Rattling down the highway does more than jar an old man’s dentures. Your RV suffers too. One way those bumps and jolts can manifest themselves is in what appears to be a roof leak. But wait! Don’t think your roof is leaking from something ‘upstairs.’ It may be something that you need to fix from downstairs.
One area not often thought about: the RV air conditioner. Sitting up there on the roof, all by its little lonesome, the A/C unit is subject to vibration and rattle like everything else. And buried under the “inside cover” are bolts that hold all that machinery tight on the roof.
Those bolts, sadly enough, can get shaken (not stirred) by rough roads and vibration from running. In time they can loosen, and may first make you aware of the situation by allowing the passage of precipitation from the roof to fall into your rig. Not a happy way to spend your summer afternoon!
Many RVers have had the peculiar soggy experience while parked under a clear blue sky. With their air conditioner unit turned on to ward off the heat, a sudden, “Drip! Drip! Drip!” from the ceiling creates a mopping panic attack.
But yes, you could also experience the air conditioner leak-effect when it truly is raining outside. If it “rains” while you’re running your air conditioner in seemingly dry weather, what’s likely happening is that condensate, a byproduct of your air conditioner doing its job as assigned, is making its way from outside, into the inner domain.

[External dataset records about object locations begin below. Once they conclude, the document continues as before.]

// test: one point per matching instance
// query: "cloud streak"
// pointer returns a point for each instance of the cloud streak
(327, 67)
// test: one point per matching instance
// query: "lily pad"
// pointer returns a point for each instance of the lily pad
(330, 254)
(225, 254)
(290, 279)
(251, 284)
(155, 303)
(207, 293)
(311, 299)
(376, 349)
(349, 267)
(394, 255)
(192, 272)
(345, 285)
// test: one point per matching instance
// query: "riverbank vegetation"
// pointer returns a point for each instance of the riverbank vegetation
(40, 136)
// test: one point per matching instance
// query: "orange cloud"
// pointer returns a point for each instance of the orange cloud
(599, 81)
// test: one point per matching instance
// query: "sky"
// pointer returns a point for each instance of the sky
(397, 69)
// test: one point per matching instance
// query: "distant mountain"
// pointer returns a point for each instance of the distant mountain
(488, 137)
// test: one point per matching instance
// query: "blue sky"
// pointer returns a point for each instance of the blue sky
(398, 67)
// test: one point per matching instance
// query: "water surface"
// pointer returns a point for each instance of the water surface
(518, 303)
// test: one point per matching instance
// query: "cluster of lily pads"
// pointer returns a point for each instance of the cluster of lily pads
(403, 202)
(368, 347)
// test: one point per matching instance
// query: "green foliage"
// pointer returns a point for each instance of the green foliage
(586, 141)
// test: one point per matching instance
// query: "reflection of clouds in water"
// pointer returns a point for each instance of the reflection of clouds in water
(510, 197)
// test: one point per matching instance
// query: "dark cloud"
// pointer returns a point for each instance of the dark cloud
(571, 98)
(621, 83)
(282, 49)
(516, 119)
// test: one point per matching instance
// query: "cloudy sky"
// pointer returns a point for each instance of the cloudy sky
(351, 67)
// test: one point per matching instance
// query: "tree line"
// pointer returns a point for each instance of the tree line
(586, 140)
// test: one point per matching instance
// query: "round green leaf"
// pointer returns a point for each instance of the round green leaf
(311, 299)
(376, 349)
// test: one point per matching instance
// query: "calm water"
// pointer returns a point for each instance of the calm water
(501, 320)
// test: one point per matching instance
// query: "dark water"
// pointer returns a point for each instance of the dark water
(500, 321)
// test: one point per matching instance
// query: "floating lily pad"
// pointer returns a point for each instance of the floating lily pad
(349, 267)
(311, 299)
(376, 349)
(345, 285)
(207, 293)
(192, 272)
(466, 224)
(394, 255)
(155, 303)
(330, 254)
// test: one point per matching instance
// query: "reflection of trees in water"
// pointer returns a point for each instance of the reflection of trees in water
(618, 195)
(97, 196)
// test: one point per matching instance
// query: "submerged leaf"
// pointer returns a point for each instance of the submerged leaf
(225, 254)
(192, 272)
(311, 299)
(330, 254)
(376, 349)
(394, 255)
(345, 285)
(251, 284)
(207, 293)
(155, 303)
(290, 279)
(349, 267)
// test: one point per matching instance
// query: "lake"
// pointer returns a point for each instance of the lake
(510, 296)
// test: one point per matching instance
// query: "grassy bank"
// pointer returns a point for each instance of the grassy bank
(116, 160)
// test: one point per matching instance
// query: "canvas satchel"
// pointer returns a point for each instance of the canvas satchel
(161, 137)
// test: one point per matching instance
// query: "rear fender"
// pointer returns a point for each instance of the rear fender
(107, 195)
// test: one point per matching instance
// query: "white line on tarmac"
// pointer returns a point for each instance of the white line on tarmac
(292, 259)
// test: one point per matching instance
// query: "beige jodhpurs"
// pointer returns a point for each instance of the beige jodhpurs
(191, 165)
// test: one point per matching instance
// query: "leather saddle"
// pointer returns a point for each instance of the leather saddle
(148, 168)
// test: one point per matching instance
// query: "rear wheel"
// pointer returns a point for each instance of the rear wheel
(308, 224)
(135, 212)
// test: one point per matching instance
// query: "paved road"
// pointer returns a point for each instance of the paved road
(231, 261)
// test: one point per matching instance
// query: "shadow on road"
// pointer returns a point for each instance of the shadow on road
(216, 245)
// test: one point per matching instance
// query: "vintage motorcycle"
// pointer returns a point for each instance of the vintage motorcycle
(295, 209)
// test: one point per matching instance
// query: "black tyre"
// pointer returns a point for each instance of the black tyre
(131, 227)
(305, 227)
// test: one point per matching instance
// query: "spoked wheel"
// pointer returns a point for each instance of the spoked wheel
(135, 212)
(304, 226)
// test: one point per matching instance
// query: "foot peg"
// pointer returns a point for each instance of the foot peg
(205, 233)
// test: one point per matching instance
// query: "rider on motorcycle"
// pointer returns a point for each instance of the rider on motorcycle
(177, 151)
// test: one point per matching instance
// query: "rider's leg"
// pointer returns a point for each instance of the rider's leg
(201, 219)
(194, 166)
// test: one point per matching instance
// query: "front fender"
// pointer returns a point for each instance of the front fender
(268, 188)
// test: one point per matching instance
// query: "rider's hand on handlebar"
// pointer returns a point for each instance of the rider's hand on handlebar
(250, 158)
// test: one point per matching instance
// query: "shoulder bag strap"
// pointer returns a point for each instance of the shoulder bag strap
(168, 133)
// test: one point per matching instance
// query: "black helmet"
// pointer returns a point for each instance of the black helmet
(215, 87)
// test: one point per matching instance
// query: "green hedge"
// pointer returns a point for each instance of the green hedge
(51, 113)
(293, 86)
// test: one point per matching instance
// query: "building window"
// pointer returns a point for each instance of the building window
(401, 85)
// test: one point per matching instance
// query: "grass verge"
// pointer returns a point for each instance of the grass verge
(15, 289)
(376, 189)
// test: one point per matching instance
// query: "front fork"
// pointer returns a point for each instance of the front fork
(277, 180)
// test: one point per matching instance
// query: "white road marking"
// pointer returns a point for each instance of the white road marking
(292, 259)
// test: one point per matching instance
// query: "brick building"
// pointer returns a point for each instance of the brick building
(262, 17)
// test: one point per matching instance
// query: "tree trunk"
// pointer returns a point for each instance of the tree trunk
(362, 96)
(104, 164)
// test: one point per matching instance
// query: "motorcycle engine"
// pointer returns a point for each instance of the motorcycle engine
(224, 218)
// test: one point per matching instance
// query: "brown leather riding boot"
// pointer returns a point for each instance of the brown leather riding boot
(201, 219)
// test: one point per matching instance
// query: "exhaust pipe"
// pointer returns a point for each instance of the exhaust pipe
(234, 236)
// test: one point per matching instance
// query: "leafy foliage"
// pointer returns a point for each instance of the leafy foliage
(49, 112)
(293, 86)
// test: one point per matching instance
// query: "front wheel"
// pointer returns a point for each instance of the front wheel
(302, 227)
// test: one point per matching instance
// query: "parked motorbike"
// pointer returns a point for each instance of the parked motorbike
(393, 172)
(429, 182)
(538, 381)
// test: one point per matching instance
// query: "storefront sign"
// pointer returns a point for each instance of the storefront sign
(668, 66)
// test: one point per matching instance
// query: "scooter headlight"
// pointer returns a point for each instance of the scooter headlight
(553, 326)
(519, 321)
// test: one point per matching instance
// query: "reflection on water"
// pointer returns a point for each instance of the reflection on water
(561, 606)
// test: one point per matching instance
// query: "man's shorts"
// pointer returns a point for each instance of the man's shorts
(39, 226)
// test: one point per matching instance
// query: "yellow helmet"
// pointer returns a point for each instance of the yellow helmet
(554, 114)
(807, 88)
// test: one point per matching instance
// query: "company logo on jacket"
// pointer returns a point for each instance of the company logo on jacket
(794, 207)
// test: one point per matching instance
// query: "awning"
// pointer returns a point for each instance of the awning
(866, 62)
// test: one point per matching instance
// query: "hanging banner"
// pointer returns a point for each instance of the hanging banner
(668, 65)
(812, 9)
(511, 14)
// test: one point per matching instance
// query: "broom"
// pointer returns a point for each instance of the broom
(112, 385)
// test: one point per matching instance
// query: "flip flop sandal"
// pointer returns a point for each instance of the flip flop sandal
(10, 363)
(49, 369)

The same is true for rain. You don’t need to be running the air conditioner to have it leak on your parade. Here’s what you need to do to check—and fix—a loose set of air conditioner mounting bolts.
First, you’ll need to remove the inside housing of your air conditioner. Turn off the air conditioner (it’s best to unplug your RV from shore power, or turn off the circuit breakers that supply juice to the A/C unit).
For RVs where the air conditioner controls are mounted on the A/C unit, you’ll likely find some plastic plugs around the outside edges of the housing. Carefully remove the plugs to expose the mounting screws, remove the screws, and lower the housing.
If your A/C is controlled by a remote thermostat, look for screws around the grill of your A/C unit. Not sure which is the grill? It’ll be directly below the A/C unit—you may need to step outside and peek up on the roof.
With the cover removed, locate four bolts coming down from the roof (as pictured). These bolts are what holds your roof-mounted air conditioner firmly to the roof. Between the A/C unit and the roof is a foam gasket.
You’ll need to check the tension of the four bolts that hold the unit in place. Torque them down carefully by hand until they’re just snug, then add another quarter turn. This firmly pulls the A/C unit down onto the roof, compressing the roof gasket, which when tightened correctly keeps the water out.
One more situation that could lead to the dripping of water near your air conditioner. As condensate is released by the A/C system, it falls into a metal pan in the outside unit. From there, drain holes allow this water to roll harmlessly away across your roof (and typically down the side of your unit, sometimes leaving a dirty trail). However, if the drain hole(s) get clogged with dirt, leaves, etc., the water may roll into your coach, even if the A/C roof gasket is tight.
To check for this situation, again, disconnect yourself from power, and carefully ascend to the roof. It’s best NOT to walk on an RV roof, rather, use boards to distribute your weight.
Look for screws or other hardware the hold the outer shroud cover on your A/C unit. Remove the hardware, carefully lift off the shroud, and examine the metal pan at the bottom of the A/C unit. The drain holes in the pan should be free and clear of debris. Remove any you find and replace the shroud.